Back in 2004 I was earning £150,000 per year with a 25% stake in a successful internet company
However I was unsettled. Living in a world where unemployment and poverty was getting worse globally year after year, I decided to take a handbrake turn off the corporate highway, sold my assets and start a journey to see if I could get involved and help.
In 2005 I witnessed many things including 260 people shivering in doorways in winter in a rich London borough as well as married couples sleeping rough in Sainsbury’s car-park. I also met many ex-professionals eating and staying in rough sleeper hostels and soup kitchens.
What struck me is many of them didn’t have any addiction issues and seemed to spiral from incidents of redundancy and worklessness. And then there was ex small-business owners who crashed because clients didn’t pay them on time when they were financially able to.
So here they are – trapped in homeless shelters and looked down on by society – and yet a year ago they were in society, with homes, with jobs and living a life we all aspire to have. It dawned on me that this really is something that can happen to anyone.
And then it happened to me. Fast-forward a few years and during 2008 I ate in soup kitchens myself six times – with the staff recognising me as the person who just a few years earlier was researching unemployment and poverty with a passion to end it.
The reason was simple – a corporate client I was producing a project for in 2007 defaulted on £75,000 they owed – and in turn I owed to the supply chain I’d built for them to deliver a complex project. It was David versus the Goliath of a global procurement company. And that meant the development of Whitebox Digital also froze as the money I was making was being used to fund its development.
So that was it – immersed into extreme poverty by a business not paying what they owed even though they could pay.
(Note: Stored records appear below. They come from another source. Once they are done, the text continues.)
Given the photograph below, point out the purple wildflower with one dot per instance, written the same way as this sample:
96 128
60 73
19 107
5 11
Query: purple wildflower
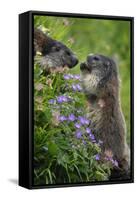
51 101
71 75
97 157
88 130
83 120
79 88
66 76
77 76
62 118
77 125
115 163
84 142
94 141
74 87
61 99
100 142
92 137
71 117
78 134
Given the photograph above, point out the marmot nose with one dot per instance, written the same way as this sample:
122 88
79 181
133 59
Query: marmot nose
91 58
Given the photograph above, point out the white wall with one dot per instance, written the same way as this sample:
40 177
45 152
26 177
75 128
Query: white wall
9 11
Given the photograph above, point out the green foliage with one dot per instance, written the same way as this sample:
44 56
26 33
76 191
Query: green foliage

A similar story to what I’d heard by others in homeless shelters during my research but now I’d experienced it first hand and the social damage these decisions cause.
I tried to get a loan from the bank but this was recession year so all lending froze. The only way out was to trade – which I tried to do but with the recession it was near impossible to do so – and when the money kept running out I was back in soup kitchens for food. After 12 months I still hadn’t sorted the problem out and it looked like it could be the end of the road for me and the mission I was on.
And then a miracle happened. A philanthropist heard my testimony about how I’d left the corporate sector to tackle poverty and about the chain of events that unfolded and threatened to stop me in my tracks. Even though I wasn’t a charity he transferred £75,000 into my bank account the following Monday so I could continue the journey. And that I will.
I don’t regret the last 12 months – in fact I learned so much more both about who I am as a person and also that business done badly causes many of the social problems around us. But the good news is if that’s the case then imagine what an army of good businesses could do to change the world for the better. I look forward to when that day comes.
Onwards.
Addendum (added 26/12/2011): Friends and family asked me why during these 12 months of hardship and soup kitchens in 2008 when there didn’t look like a way out I didn’t just give up, close the company and go back to being employed on a high salary and to the rich lifestyle I left behind. The reason is now explained in this blog: ‘Today is the 7th anniversary of the Thailand Tsunami…“)

January 31, 2009


Awesome story.
Wow, David – very moving. Thanks for sharing. Stay in touch, let’s keep chatting. I had no idea this turn of events had transpired.
Very Inspiring Dave
Such an inspiration.. when will the book come out??
)…
I remember hearing you tell this story at SIE in the summer of 2010 (“always remember, poker face”). Tremendous. Great what you’re doing with WB. Best of luck to you.